Groucho Marx, Secret Agent by Ron Goulart:
This one was better than the last, more coherent, and quite enjoyable. The story centers on a director who passes out after being spoken to by someone in a Grim Reaper costume at a Halloween party, and then dies later that night. The police, movie studio and FBI all say it’s suicide, but the man’s wife believes otherwise, so Groucho and Frank take on the case. There are spies and espionage and secret messages; overall very entertaining. I was disappointed in the lack of the word avuncular (see previous posts on Goulart’s other books), and aggravated by the copious overuse of the word plump yet again, but overall I liked it.
The Vesuvius Club by Mark Gatiss:
There are some books that just glow when you look at them, and there’s no choice, you have to take them home. Such was the case with this book, which sat waiting on one of the new arrivals shelves at the library the last time I went in. It was on the last shelf I looked at, after I’d already decided not to take anymore books, but the font of the title on the spine drew me in, and I’m so glad. The main character’s name is Lucifer Box, and he’s a hedonistic, debaucherous (is that even a word?) spy and sometimes assassin, working for the Queen at the turn of the century. The adventure begins when a couple of scientists go missing, followed by the disappearance of one of the Queen’s spies. Everything seems to lead to Italy, so off Lucifer goes in pursuit. It’s a fun, intelligently witty book; the author has written for TV’s League of Gentlemen and the new Dr. Who series. There’s a sequel coming out later this year, and I can’t wait.

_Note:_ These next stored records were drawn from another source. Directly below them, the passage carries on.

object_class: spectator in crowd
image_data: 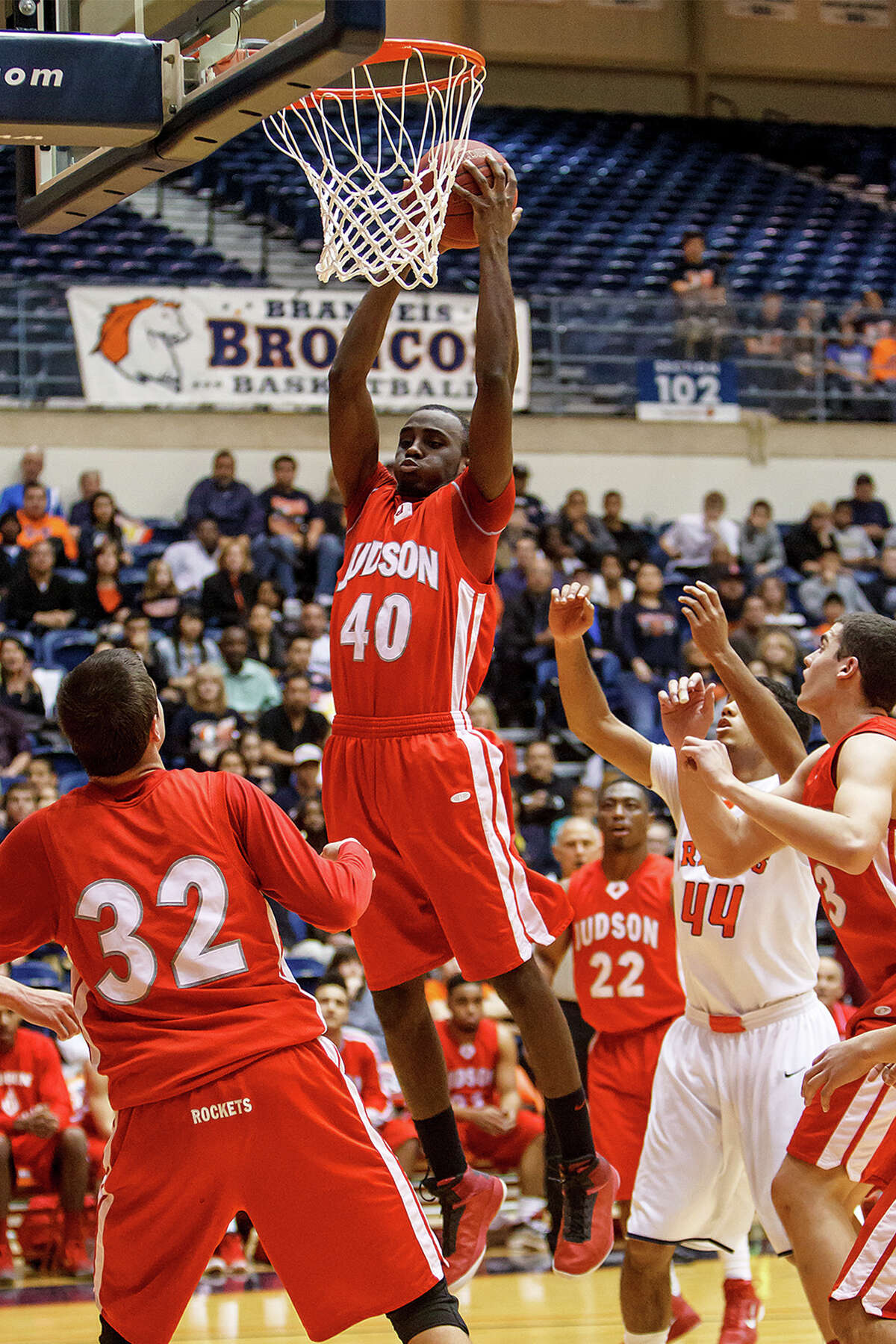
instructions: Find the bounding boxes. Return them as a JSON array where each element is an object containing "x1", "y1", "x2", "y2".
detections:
[
  {"x1": 852, "y1": 472, "x2": 889, "y2": 546},
  {"x1": 0, "y1": 635, "x2": 47, "y2": 731},
  {"x1": 78, "y1": 541, "x2": 129, "y2": 628},
  {"x1": 865, "y1": 546, "x2": 896, "y2": 617},
  {"x1": 825, "y1": 323, "x2": 872, "y2": 420},
  {"x1": 756, "y1": 574, "x2": 806, "y2": 633},
  {"x1": 815, "y1": 957, "x2": 856, "y2": 1040},
  {"x1": 0, "y1": 1008, "x2": 93, "y2": 1287},
  {"x1": 758, "y1": 630, "x2": 802, "y2": 695},
  {"x1": 659, "y1": 491, "x2": 740, "y2": 578},
  {"x1": 78, "y1": 491, "x2": 131, "y2": 570},
  {"x1": 137, "y1": 555, "x2": 180, "y2": 630},
  {"x1": 545, "y1": 489, "x2": 617, "y2": 571},
  {"x1": 0, "y1": 783, "x2": 37, "y2": 840},
  {"x1": 274, "y1": 742, "x2": 324, "y2": 825},
  {"x1": 7, "y1": 541, "x2": 75, "y2": 632},
  {"x1": 669, "y1": 228, "x2": 731, "y2": 359},
  {"x1": 600, "y1": 491, "x2": 650, "y2": 574},
  {"x1": 513, "y1": 741, "x2": 572, "y2": 872},
  {"x1": 785, "y1": 500, "x2": 837, "y2": 575},
  {"x1": 619, "y1": 563, "x2": 681, "y2": 742},
  {"x1": 513, "y1": 462, "x2": 548, "y2": 531},
  {"x1": 833, "y1": 500, "x2": 877, "y2": 570},
  {"x1": 258, "y1": 672, "x2": 329, "y2": 788},
  {"x1": 220, "y1": 625, "x2": 281, "y2": 721},
  {"x1": 0, "y1": 445, "x2": 62, "y2": 517},
  {"x1": 156, "y1": 602, "x2": 223, "y2": 695},
  {"x1": 17, "y1": 482, "x2": 78, "y2": 564},
  {"x1": 237, "y1": 729, "x2": 275, "y2": 795},
  {"x1": 731, "y1": 593, "x2": 767, "y2": 662},
  {"x1": 799, "y1": 551, "x2": 872, "y2": 625},
  {"x1": 435, "y1": 974, "x2": 547, "y2": 1236},
  {"x1": 167, "y1": 662, "x2": 246, "y2": 770},
  {"x1": 494, "y1": 553, "x2": 555, "y2": 726},
  {"x1": 164, "y1": 517, "x2": 220, "y2": 597},
  {"x1": 246, "y1": 602, "x2": 286, "y2": 672},
  {"x1": 739, "y1": 500, "x2": 785, "y2": 579},
  {"x1": 187, "y1": 449, "x2": 262, "y2": 541},
  {"x1": 69, "y1": 469, "x2": 102, "y2": 536},
  {"x1": 200, "y1": 539, "x2": 258, "y2": 626}
]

On Michael Jackson by Margo Jefferson:
I’ve wanted to read this since it came out, and only now got around to it. It’s a series of essays about different facets of Jackson, from how his troubled youth set him up psychologically to become who he has, to how his plastic surgery transcends gender-crossing into something altogether different. The essays are well written and insightful, honestly considering Jackson in the culture he was formed by and then went on to influence. Jefferson never stoops to gossip, sticking to a sociological approach to the King of Pop.
Now I’m reading Where the Truth Lies by Rupert Holmes, a somewhat mystery with characters transparently based on Jerry Lewis and Dean Martin. It’s good so far.
One random trend I’ve noted in the last books I’ve read is that the previous readers of each took it upon themselves to correct typos in the books. That just struck me as odd- that each of the last 3 books I’ve read all had written in corrections. Anyway.